Sunset Nov. 6, 1015




Oh Man, what a bummer. Just as I get my act together the spectacular Western sunsets end for the season. I guess it's going to be this way for now on until next summer. It has something to do with angle and with distance from the sun. From our perspective the sun must illuminate the clouds from oblique angle through the most atmosphere to lay color on the clouds from above then slip underneath them and illuminate from below. In winter there is not enough angle, not enough atmosphere to do that as well. 

This is my new thing. I'll keep at it until the colorful sunsets return and keep doing it to collect great ones. 

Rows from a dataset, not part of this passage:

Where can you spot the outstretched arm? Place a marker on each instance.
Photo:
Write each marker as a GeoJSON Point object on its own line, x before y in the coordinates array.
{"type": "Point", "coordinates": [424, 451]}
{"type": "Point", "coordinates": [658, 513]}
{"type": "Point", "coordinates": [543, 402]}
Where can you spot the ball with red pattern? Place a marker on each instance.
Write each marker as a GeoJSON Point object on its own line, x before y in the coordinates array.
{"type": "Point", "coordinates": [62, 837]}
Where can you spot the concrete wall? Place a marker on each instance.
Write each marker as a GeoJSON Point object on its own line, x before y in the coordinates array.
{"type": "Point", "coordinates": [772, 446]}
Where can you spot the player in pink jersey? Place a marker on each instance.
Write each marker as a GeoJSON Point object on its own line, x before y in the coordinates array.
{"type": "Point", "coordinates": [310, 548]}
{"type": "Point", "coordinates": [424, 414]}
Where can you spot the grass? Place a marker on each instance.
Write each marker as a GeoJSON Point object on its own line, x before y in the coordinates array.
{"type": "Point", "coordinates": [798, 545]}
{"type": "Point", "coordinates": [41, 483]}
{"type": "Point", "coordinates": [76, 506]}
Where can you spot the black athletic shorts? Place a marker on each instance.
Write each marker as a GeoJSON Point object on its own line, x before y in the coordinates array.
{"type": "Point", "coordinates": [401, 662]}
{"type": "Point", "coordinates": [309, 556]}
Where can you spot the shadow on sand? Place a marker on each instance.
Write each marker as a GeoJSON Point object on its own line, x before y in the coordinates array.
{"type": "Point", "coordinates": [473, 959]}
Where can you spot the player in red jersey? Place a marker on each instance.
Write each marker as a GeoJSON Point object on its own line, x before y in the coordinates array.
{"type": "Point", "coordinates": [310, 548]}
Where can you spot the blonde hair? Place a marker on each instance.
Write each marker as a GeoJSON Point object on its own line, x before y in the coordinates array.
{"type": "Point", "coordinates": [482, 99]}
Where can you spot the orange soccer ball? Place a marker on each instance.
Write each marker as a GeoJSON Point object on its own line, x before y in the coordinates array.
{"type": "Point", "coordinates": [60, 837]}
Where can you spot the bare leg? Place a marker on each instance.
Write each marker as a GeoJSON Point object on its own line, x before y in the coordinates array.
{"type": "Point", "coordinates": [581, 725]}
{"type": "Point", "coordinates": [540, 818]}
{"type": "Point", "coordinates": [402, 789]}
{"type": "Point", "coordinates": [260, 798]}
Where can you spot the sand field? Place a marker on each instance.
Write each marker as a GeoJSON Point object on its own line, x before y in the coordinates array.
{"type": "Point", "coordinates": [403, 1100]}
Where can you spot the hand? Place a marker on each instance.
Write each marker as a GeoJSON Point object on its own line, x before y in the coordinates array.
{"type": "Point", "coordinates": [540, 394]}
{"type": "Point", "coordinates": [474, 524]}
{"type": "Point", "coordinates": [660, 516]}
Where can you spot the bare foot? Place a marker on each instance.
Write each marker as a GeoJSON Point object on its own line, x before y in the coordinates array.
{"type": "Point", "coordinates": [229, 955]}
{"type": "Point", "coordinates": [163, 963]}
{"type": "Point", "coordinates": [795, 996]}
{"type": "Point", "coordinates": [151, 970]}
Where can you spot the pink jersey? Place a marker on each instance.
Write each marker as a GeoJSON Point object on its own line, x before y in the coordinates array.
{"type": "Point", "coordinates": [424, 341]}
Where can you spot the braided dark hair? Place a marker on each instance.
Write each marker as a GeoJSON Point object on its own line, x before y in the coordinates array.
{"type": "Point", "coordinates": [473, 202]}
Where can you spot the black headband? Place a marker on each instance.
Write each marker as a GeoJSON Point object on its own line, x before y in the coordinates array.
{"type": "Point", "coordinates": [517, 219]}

The Nikon comes with an infrared remote shutter release that is available for $20.00 on the Nikon site or 5¢ on eBay. It is a button with a diode that activates the camera shutter front or back. The camera also has its own timer that releases the shutter once.

The camera reverts to regular shutter after one minute and shuts down to save battery.

A timer is needed to snap the shutter, to press the Nikon remote, every minute before the camera shuts off. The timers are expensive, a couple hundred dollars, and they get mixed reviews. There must be an app for this.

And there is! Downloaded an app for the cell phone and boom, camera remote timer for free. Several available in fact. I used the first app that I saw and have no need to look anymore. Other apps can also be a television remote, or universal remote.